The European Union reiterated on Monday (30 November) that it remained committed to work for the peace in the Middle East despite the fact that Israel suspended it from the diplomatic process following the controversial decision to label products imported from Jewish settlements. Israel’s Prime Minister Benjamin Netanyahu announced that his cabinet “ordered suspension of diplomatic contacts with the institutions of the European Union and its representatives on this issue.” The ban would allegedly be valid for the duration of a reassessment of the EU’s role in peace talks, though business and trade with the 28 Member States will run as usual.
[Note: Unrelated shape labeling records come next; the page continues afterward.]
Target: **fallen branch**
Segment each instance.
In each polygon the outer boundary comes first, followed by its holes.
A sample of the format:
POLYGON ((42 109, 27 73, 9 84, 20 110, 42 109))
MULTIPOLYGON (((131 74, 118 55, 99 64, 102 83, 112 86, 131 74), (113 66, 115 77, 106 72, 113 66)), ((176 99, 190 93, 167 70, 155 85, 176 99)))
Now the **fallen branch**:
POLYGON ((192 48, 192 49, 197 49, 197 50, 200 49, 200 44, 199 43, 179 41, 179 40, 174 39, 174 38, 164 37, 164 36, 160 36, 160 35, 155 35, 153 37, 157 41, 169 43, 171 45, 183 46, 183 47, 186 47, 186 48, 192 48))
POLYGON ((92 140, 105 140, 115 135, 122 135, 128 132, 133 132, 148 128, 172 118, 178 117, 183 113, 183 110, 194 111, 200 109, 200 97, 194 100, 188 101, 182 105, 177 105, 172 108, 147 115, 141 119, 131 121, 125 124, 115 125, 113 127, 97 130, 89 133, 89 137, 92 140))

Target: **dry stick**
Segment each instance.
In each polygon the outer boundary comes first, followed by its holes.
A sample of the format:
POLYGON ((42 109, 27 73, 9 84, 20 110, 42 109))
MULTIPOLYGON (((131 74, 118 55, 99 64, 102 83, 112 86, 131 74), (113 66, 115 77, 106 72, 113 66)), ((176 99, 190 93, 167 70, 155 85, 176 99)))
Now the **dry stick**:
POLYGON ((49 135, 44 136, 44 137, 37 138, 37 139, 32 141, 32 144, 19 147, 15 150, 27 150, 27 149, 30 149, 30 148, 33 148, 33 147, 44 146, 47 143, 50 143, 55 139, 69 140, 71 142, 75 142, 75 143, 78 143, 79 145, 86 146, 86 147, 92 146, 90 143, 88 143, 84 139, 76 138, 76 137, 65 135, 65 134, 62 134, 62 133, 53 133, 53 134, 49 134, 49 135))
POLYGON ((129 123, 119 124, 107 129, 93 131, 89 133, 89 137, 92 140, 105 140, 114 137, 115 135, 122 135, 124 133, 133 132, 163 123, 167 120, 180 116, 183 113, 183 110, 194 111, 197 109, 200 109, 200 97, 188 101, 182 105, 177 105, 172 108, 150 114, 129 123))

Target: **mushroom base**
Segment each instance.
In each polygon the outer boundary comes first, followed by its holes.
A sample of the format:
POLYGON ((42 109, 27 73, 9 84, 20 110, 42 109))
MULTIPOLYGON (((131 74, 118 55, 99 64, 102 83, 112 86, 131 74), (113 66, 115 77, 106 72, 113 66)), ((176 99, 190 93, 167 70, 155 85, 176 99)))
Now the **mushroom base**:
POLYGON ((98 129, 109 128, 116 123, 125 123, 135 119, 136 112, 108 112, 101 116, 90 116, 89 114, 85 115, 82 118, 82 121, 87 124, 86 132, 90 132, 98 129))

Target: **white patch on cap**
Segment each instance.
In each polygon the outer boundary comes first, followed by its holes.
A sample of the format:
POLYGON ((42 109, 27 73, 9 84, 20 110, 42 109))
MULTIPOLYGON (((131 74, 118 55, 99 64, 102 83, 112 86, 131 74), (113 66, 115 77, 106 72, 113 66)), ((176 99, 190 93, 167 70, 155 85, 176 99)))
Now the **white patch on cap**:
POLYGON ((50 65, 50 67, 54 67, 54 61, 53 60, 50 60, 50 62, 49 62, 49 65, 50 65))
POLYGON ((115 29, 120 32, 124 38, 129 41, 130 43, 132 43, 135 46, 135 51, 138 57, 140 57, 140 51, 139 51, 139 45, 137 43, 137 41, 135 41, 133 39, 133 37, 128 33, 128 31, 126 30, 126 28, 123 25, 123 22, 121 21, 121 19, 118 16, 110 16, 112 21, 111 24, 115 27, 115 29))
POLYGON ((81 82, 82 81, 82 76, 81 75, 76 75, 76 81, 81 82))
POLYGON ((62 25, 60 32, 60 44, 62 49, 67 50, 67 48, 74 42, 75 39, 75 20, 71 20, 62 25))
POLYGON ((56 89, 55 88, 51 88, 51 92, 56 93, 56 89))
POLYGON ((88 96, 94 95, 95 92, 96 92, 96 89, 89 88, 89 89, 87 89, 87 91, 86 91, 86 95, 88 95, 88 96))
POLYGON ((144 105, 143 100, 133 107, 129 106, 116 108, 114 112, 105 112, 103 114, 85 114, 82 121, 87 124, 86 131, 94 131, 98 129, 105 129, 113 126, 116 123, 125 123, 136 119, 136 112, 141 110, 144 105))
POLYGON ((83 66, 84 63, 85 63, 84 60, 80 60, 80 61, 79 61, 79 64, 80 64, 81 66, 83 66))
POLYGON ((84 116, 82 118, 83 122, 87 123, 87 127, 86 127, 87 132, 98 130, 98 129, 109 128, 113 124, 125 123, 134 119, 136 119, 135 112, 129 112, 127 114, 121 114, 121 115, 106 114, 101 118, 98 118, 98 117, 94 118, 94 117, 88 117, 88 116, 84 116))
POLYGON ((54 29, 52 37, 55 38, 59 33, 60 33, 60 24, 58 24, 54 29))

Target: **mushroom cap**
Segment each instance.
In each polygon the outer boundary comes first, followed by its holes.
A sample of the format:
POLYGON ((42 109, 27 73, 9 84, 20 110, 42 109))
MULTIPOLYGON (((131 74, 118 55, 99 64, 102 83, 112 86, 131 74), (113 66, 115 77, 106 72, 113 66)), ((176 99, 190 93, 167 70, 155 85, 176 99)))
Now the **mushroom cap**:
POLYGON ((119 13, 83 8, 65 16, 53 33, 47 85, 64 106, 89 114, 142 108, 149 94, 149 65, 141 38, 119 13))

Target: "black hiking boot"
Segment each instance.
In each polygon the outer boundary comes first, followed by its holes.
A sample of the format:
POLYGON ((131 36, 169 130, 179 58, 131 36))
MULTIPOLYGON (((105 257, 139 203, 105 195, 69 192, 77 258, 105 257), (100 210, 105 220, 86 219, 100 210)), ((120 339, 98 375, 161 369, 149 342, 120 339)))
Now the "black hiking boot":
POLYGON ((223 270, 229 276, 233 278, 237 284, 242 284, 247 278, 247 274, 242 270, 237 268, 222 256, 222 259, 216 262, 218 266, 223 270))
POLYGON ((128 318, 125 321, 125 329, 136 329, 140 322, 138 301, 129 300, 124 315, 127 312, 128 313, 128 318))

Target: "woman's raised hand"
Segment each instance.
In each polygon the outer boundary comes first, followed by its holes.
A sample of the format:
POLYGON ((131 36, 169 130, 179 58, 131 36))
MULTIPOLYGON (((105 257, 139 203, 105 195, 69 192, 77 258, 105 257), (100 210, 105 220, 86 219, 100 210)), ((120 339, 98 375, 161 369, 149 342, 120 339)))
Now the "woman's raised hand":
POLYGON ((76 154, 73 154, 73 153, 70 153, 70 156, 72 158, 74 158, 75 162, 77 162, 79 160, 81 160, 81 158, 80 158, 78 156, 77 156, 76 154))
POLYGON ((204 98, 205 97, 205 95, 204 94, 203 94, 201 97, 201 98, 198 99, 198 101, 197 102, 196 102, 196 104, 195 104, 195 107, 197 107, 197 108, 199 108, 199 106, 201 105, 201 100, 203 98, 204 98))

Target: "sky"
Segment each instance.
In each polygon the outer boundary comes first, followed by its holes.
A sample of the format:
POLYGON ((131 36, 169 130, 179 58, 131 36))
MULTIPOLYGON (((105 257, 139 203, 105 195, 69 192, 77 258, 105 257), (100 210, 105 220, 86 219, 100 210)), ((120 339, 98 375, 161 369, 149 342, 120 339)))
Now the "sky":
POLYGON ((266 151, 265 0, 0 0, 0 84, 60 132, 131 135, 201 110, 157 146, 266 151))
EU foreign policy chief, Federica Mogherini, discussed the labeling affair with Mr Netanyahu yesterday on the sidelines of the UN climate summit in Paris. European Commission foreign affairs spokesperson, Maja Kocijancic, commented that “when it comes to the Middle East peace process, the EU continues and will continue to work on this in the quartet… with our partners”, adding that “peace in the Middle East is of interest to all”. Ms Kocijancic reaffirmed that “EU-Israeli relations are good, broad and deep and this will continue”.
The EU is a member of the so-called Quartet on the Middle East, a foursome of nations and international and supranational entities involved in mediating the peace process in the Israeli-Palestinian conflict. The initiative to set up the Quartet evolved following the outbreak of the Second Intifada in September 2000 and the fruitless cease-fire attempts that ensued. The most recent attempt at peace in the region was supposed to be the result of the US-backed peace talks between the Palestinians and Israel, which, however, collapsed in April 2014 after nine months of futile discussions and mutual blame.